Zweifel an Effizienz von Bluetooth

Schon vor einigen Monaten hat der Kryptograph Bruce Schneier, Erfinder der PGP-Verschlüsselung, darauf hingewiesen, dass die Distanzmessung über Bluetooth nicht akkurat genug ist, um jeden Kontakt korrekt zu erfassen. So erkennt Bluetooth nicht, ob Menschen durch eine Wand voneinander getrennt sind. Nutzende bekommen dann potenziell eine Warnung, obwohl es keinen physischen Kontakt gab.

Darüber hinaus könnten Fehler in den Standort- oder Proximity-Systemen dazu führen, dass Infektionen nicht erkannt werden. Und nicht alle Infizierten nutzen notwendigerweise die App bzw. es kann jemand auch schlicht sein Handy zu Hause vergessen haben. Außerdem könnte in einem möglichen Anreizsystem die App ausgetrickst werden, denn die Aktivitätsanzeige funktioniert auch, wenn z.B. bei Android-Geräten die Standortdaten nicht aktiviert sind.

Wenn solche Unsicherheitsfaktoren von offizieller Seite nicht transparent angesprochen und Bugs nicht zeitnah behoben werden, kann die Stimmung sehr schnell kippen. So kursiert seit einigen Tagen ein Facebook-Post, in dem behauptet wird, dass die gespeicherten Kontakte der Nutzenden zur Identifizierung und zum Tracking genutzt werden. Das ist nachweislich falsch, da alles über anonymisierte Schlüssel läuft – das RKI vergibt aus Sicherheitsgründen zusätzlich jeden Tag überzählige Schlüssel, um ein Hacken zu erschweren.

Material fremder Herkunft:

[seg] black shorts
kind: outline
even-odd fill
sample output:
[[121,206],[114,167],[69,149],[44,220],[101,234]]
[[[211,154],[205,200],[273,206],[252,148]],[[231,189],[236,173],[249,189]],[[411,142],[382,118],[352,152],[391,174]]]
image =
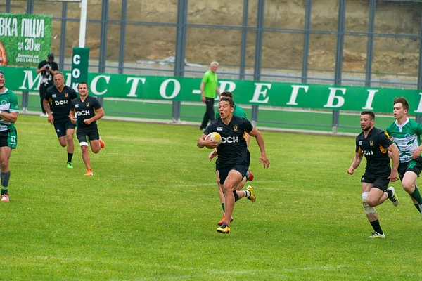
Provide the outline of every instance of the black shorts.
[[77,127],[76,130],[76,137],[79,142],[87,143],[89,140],[97,140],[100,139],[100,134],[98,133],[98,127],[94,126],[92,128],[81,128]]
[[217,166],[217,170],[219,174],[220,184],[224,184],[224,181],[226,181],[226,178],[227,178],[227,176],[229,176],[229,172],[231,170],[236,170],[238,171],[241,174],[242,178],[243,178],[248,172],[248,165],[245,163],[237,164],[231,166]]
[[411,159],[407,162],[399,164],[397,172],[399,173],[400,181],[403,181],[404,174],[407,171],[411,171],[414,173],[415,173],[418,176],[419,176],[419,175],[421,174],[421,171],[422,171],[422,158],[419,157],[416,160]]
[[361,183],[373,183],[374,188],[385,191],[390,183],[390,178],[388,178],[390,174],[391,174],[391,169],[377,173],[365,171],[365,174],[361,178]]
[[75,130],[75,124],[72,124],[70,119],[60,119],[57,122],[54,120],[54,129],[58,138],[66,136],[66,131],[69,129]]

Was stimmt: ein Forschungsteam der Technischen Universität Darmstadt, der Universität Marburg und der Universität Würzburg hat kürzlich gezeigt, dass unter ganz spezifischen Bedingungen externe Angreifer Bewegungsprofile erstellen und so Menschen potenziell identifizieren können. Selbst wenn die Wahrscheinlichkeit gering ist: solche Nachrichten tragen in Kombination mit zweifelhaften Clickbait-Posts im Social Web zur Verunsicherung bei. Findet jetzt keine transparente Debatte statt und werden keine Maßnahmen zur Behebung schwerwiegender Fehlerquellen getroffen, ist der Vertrauensvorschuss verspielt und der Nutzen der App dahin.